No entorno de cidades como Itu e Piracicaba, a região se vê mais uma vez refém do temor dos racionamentos. As duas cidades não registram chuvas de forma regular há mais de 100 dias. Trata-se de um teste para as medidas de contenção adotadas por empresários após na crise anterior. “Já em 2014, ao vermos que faltou água para tanta gente, percebemos que não poderíamos depender somente do abastecimento comum”, afirma Rosana Lucena, diretora da Lucenart, fabricante de tintas de Itu. Na época, a companhia temeu paralisar as suas atividades. Com dois novos tanques de armazenamento de água, com capacidade de 2 mil m3, há maior segurança para enfrentar o momento atual. “Isso é o que nos dá tranqüilidade.”

Empresas de grande porte também providenciaram mudanças desde a crise de 2014. Na época, a indústria química Rhodia, em Paulínia, teve de adotar um rodízio de quais linhas de produção seriam abastecidas. Desde então, a empresa passou a adotar sistemas de circuito fechado e de reuso de água em parte da fábrica. Da mesma forma, a Coca-Cola, que tem cinco fábricas no Estado, adotou medidas como a captação de água de chuva e reutilização dentro da indústria. No período, a redução no uso de água chegou a 34% na produção de bebidas.

A estiagem não se limita ao Estado de São Paulo. A represa de Furnas, no sul de Minas Gerais, registra menos de 30% de seu volume máximo, segundo a Agência Nacional das Águas (ANA). Empresas afetadas pelo período de seca e sem alternativas na região incluem principalmente as do agronegócio, vocação da região. A Cooxupé, cooperativa que representa produtores de café da região de Guaxupé, com faturamento de R$ 3,7 bilhões em 2017, analisa de perto os volumes pluviométricos. Em 2014, a seca reduziu em 19% a produção, um risco que voltou a ser considerado agora. “Para a atual safra, que já estava plantada, choveu o suficiente e o produtor não sofrerá impacto”, diz Éder Ribeiro, coordenador de geoprocessamento da entidade. “Mas a água que seria armazenada pelo subsolo é insuficiente. Se não chover mais a partir de agora, isso pode impactar a qualidade do café da próxima safra.”

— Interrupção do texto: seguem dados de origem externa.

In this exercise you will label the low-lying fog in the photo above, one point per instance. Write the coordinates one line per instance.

Levando menos: ao ficar fechada por um ano e meio, a hidrovia Paraná-Tietê teve prejuízo de mais de R$ 1,5 bilhão. Em 2018, embarcações já são obrigadas a transportar menos para poder trafegar. Em sua fábrica de Paulínea (à dir.), a Rhodia passou a fazer a reutilização de água desde a crise de 2014 (Crédito:Chico Siqueira/Pagos)

As causas da estiagem envolvem uma série de fatores, desde deslocamentos de massas de ar aos efeitos globais do El Niño. As consequências variam em cada região. No Nordeste, historicamente castigado pela seca, houve falta de chuva. Já no Sudeste, segunda região mais afetada, o problema foi a frequência e a intensidade. O Instituto Nacional de Meteorologia (Inmet) reforça que ainda não é preciso alarde e que as chuvas do segundo semestre podem ser bem mais generosas. Mais importante do que isso, é a constatação de como os índices nos últimos cinco anos estão bem abaixo do previsto (veja gráfico abaixo).

Nas estimativas da Associação Brasileira do Agronegócio (Abag), as perdas podem superar o período da crise anterior se a estiagem se prolongar para além deste ano. “Mesmo que fiquemos com condições hídricas aceitáveis até dezembro, estamos em uma situação pior do que estávamos antes de 2014. Ou seja, ano que vem pode ser ainda mais prejudicial”, afirma o diretor-executivo da entidade, Luiz Cornacchioni. Só na cana-de-açúcar, a estimativa é de uma perda de 8% na produção. “Quando acontecem eventos traumáticos, os mais vulneráveis sempre são atingidos”, afirma Barreto da TNC. “Mas é somente uma questão de tempo até todos serem afetados.”